Eccola qui, un’altra storia che riflette il credo dei Monti: il vino è un’emozione e l'attenzione verso la natura è massima, visto che non si fa uso di diserbanti, insetticidi e pesticidi aggressivi con conseguente sperimentazione della produzione biodinamica, da tre anni a questa parte. Ivo mi accompagna all’interno dello stabile che accoglie la cantina ed è impossibile non notare la parete ricoperta da decine di cappelli di paglia. “Uno per ogni viaggio”, mi fa notare. “Il primo è del Costa Rica, avevo 15 anni”.

Quando ammetto che è difficile trovare delle domande da porgli per intessere un articolo che sia all’altezza di tutte queste avventure, lui mi indica la via. “Parla di mia figlia, Sabrina.

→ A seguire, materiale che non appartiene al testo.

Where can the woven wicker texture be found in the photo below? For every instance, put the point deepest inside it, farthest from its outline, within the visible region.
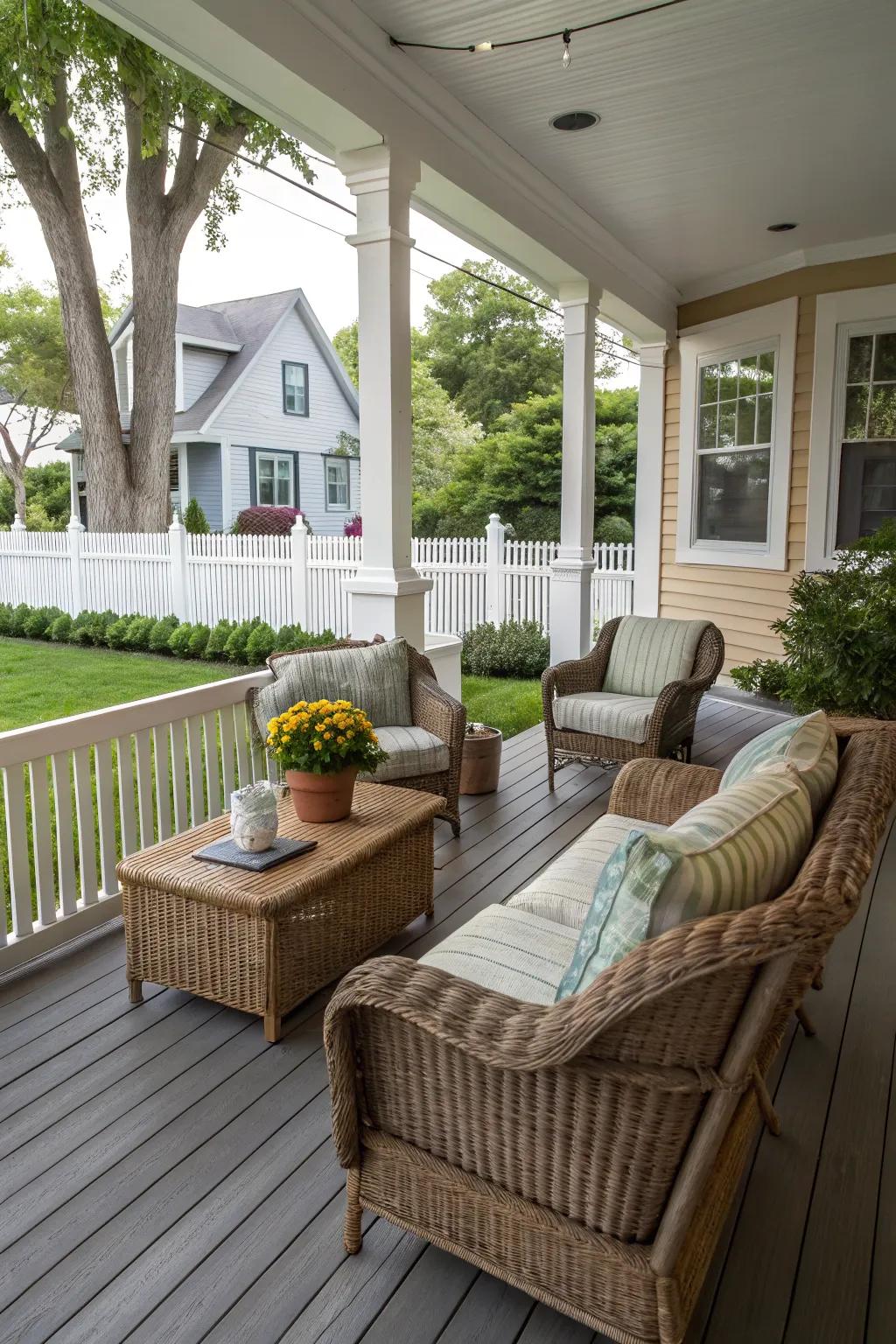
(555, 1138)
(263, 942)
(672, 722)
(431, 709)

Ha studiato a Padova, è appena entrata in azienda. Ha molte idee ed è interessata alla gastronomia – l’ideale, per la nostra realtà”.

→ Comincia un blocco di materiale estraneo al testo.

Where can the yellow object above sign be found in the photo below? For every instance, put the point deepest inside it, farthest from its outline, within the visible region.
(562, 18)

Non c’è nulla da fare: le store più belle delle aziende vitivinicole di casa nostra sono quelle che parlano di famiglia, di affetto e di condivisione. “Ovvio che sia andata così” conclude Ivo, “Sabrina sentiva l’odore del mosto sin da quando era nel passeggino”. Come se i Ronchi, oltre alle uve, avessero la capacità di rendere anche le persone più ardite, più lungimiranti. Addirittura eroiche.